Mobile site PhoneArena reports that Google’s customer support staff let the date slip to a reader during a text conversation. Expect the operating system, also known as Android Q, to hit Google’s Pixel phones first before rolling out to other models. It will include a range of privacy and security improvements that should keep Android users a little safer.


Some of the most important privacy are those that stop applications and advertisers knowing more about your phone. Android 10 will now make apps transmit a randomised MAC address (this is a unique identifier for the network hardware in your phone) and also requires extra permissions to access the phone’s International Mobile Equipment Identity (IMEI) and serial numbers, both of which uniquely identify the device.

Google has also taken steps to protect information about how you interact with your contacts. When you grant an app access to your contacts, Android will no longer provide it with ‘affinity information’, which orders your contact data according to who you interact with most. Mark that one in the “wait, what? It did that?” file.

One of the other significant privacy enhancements is control over how an app accesses a phone’s location. A new dialog will let users choose whether apps can access location at all times, or only when running in the foreground.
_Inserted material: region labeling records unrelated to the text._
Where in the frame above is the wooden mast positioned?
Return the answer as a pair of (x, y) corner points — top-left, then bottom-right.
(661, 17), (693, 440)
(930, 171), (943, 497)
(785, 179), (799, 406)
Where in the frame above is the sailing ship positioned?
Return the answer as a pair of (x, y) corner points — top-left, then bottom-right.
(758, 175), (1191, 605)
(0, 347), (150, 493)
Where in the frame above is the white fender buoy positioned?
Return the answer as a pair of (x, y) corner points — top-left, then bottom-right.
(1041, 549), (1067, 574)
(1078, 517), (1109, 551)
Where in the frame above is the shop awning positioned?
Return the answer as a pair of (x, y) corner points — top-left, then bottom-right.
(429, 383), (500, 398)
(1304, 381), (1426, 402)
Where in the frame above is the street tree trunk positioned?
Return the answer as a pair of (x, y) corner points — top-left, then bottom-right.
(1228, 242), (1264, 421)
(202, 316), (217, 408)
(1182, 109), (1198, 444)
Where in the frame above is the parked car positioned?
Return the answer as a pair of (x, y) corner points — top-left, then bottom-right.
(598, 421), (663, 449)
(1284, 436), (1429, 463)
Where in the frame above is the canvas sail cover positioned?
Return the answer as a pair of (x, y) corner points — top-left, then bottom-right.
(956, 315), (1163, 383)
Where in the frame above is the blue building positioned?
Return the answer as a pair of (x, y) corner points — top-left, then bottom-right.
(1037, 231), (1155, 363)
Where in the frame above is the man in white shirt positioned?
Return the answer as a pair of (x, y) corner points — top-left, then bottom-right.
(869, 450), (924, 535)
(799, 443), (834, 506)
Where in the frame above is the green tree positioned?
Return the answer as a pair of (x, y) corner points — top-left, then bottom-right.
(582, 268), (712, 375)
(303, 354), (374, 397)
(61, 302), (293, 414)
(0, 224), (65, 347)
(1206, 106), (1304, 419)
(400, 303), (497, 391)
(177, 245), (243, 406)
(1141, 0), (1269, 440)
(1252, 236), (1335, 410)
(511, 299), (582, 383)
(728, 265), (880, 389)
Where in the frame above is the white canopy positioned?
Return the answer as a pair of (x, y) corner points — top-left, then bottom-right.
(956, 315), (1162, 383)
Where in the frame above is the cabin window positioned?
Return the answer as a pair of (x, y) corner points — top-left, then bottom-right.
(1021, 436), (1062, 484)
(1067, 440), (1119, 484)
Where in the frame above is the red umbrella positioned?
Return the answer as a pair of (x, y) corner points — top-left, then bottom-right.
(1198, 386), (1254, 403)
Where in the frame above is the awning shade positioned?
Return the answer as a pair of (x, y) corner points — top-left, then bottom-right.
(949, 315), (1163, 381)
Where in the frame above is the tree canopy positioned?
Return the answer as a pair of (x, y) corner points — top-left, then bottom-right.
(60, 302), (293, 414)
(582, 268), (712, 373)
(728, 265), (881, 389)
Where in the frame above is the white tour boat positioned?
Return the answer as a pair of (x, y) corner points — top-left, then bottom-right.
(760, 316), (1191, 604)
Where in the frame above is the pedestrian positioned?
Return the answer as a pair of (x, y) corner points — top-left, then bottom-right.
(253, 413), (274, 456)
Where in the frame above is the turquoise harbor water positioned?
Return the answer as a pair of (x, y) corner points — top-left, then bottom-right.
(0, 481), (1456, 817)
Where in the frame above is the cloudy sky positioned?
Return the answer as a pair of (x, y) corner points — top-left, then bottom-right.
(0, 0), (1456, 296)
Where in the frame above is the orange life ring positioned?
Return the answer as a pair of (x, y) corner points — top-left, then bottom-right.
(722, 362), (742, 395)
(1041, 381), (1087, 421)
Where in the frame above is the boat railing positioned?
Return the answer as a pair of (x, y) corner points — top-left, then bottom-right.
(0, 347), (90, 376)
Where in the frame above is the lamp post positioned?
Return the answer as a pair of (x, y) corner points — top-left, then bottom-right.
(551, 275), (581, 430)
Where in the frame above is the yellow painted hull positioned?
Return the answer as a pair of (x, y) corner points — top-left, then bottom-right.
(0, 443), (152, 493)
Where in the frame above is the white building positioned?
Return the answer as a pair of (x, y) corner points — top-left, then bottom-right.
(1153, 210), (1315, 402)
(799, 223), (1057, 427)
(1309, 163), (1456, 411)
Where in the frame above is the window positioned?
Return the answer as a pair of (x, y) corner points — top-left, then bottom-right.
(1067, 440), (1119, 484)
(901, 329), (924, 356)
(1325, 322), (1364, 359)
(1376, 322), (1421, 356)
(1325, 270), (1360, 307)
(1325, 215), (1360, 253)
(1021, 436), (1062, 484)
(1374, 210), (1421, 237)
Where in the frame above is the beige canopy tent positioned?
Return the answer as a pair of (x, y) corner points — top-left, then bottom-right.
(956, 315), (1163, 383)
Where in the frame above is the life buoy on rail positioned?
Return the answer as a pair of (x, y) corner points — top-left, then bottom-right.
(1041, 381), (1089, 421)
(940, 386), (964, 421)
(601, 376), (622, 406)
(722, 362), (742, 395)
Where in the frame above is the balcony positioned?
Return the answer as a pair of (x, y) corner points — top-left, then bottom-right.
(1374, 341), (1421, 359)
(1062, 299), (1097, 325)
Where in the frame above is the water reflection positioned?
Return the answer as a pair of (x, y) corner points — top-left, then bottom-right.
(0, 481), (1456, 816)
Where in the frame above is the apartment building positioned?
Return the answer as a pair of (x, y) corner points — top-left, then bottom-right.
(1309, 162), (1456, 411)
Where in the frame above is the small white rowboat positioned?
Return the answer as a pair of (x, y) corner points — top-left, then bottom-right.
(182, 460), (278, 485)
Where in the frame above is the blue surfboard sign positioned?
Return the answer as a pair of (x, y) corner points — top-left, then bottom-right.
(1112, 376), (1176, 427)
Google is playing catch-up here, as iOS already does this.

What about those apps that snoop on location data using other means, such as looking at Wi-Fi access points or checking folders for location data that other apps have left? The new version of Android will require specific fine location permissions for apps accessing selected Wi-Fi, telephony, and Bluetooth functions. It also has a new feature called scoped storage, which restricts an app’s access to files on external storage, only giving it access to its specific directory and media types.

Google has obviously been listening to researchers who discovered that a phone’s sensors could implicitly reveal details about its user. Android Q will introduce a new version of its ACTIVITY_RECOGNITON permission for apps that look at physical activity, like step count.

Other privacy enhancements include restrictions on when apps can start in the background, and the OS will also stop apps from silently accessing the device’s screen.

Biometric authentication

Google is also rolling out several security enhancements to complement the privacy features in Android 10. The new version of the OS will feature better support for biometric authentication. It will include two modes, explicit and implicit, which developers can use to remove friction from the authentication process.